無論、アニメシリーズは楽しませて頂きました。
~乙女大乱~最終席より
ED後
宴も果てて………。
……。
…桃香は荒野に立っていた。
そう、荒野。帝都洛陽の郊外でありながら、荒れ果てた平原。
「世の中こんなに荒れちゃって…曹操さんじゃ無いけれど、やる事は山積みね」
左右に立つ妹たちに、そして自分自身に問い掛ける様に言う。
「あのウワサ、もしも本当だったらなあ…」
昨日の祝勝会。
何時の間にか、出席者の間に、不思議なウワサが広まっていた。
誰が最初に言い振らしたのか、そんな事すら不明な。
普通なら“流言飛語”の類として切り捨てられるだろう、
まして、内容が内容だった。
「貴女は信じているの?あんな与太話」
華琳ならば言いそうだ。
「信じたい、でしょうか」
そう答える顔は、日頃の「天然」ぶりよりも「純粋」と表現したかった。
「こんな世の中は、誰かが変えなくっちゃいけないんです。
力の無い人たちが虐められる事の無い、みんなが笑って暮らせる世の中に」
「その「誰か」に自分が成ろう、とは貴女は思わないの?」
挑発とすら言えそうな問い方。
「分りません。
でも「誰か」が「それ」をしなければいけないんです。
そして多分、私も何かをしなければ」
「それで」
「だから、信じたいのかも知れません。
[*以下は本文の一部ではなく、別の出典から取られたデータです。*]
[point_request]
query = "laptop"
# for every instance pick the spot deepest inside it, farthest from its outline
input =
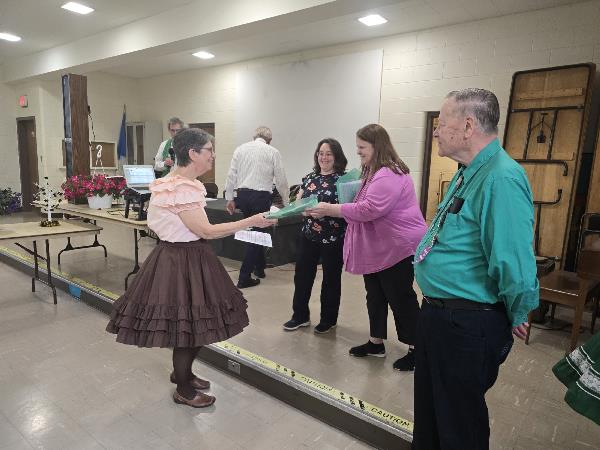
(139, 178)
「天の御遣い」のウワサを」
「厄介ね」
華琳は心底、厄介そうだ。
「貴女みたいな人が、そう言うくらいだもの。
民衆の間に「天の御遣い」を求める声は大きく広まっているでしょうね」
「だったら、大いに利用できそうね」
何時の間にか雪連が来ていた。
「それが厄介なのよ。
仮に「天の御遣い」と民衆に信じられそうな「誰か」が出現したら、少なくとも貴女には渡したくないわね」
「同感だわ」
無論、雪蓮としては、完全に華琳とは逆の意味で、だろう。
「でも、私は来て欲しい。
この世の中を変えられる人に。
その人と1緒に私は、苦しんでいる人たちを助けたい」
「だったら…私の邪魔をしないで」
華琳もまた、何時も桃香をからかう様子よりは真剣だ。
「あら、私のところに「天」が来るかもしれないのに」
茶々を入れる雪蓮。
「貴女も言うわね…あれは?」
桃香、華琳、雪蓮は同時に見た。
「青天白日」の明るい空なのに、明らかに光り輝く流星。しかも、
「近付いて来る?そんな」
困惑の上から取って代って、得物を見付けた顔に成って行く華琳。
「これは面白く成りそうね」
本当に楽しそうな雪蓮。
「本当に、本当に来てくれるのですか?この世の中を…変える事が出来るんですか?」
純粋きわまる感動の桃香。
そして、光り輝く流星は、乙女たちの目前に落下して………。
……。
…純白の(この「時代」では)見慣れない服装の少年が、ヒックリ返っていた。
「ここは何処?私は誰?いや、俺は北郷一刀だ。
しかし、ここは『聖フランチェスカ学園』なのか?」
改めまして、アニメシリーズ『真・恋姫†無双 乙女大乱』全12席には、楽しませて頂きました。
*
発掘しました旧作からの再投稿は、とりあえず此処までに成ります。
これからはまた、新しい短小編をポツリポツリと入力して行く積もりです。
その為、また不定期投稿に成るかも知れませんが、ご容赦下されば幸いです。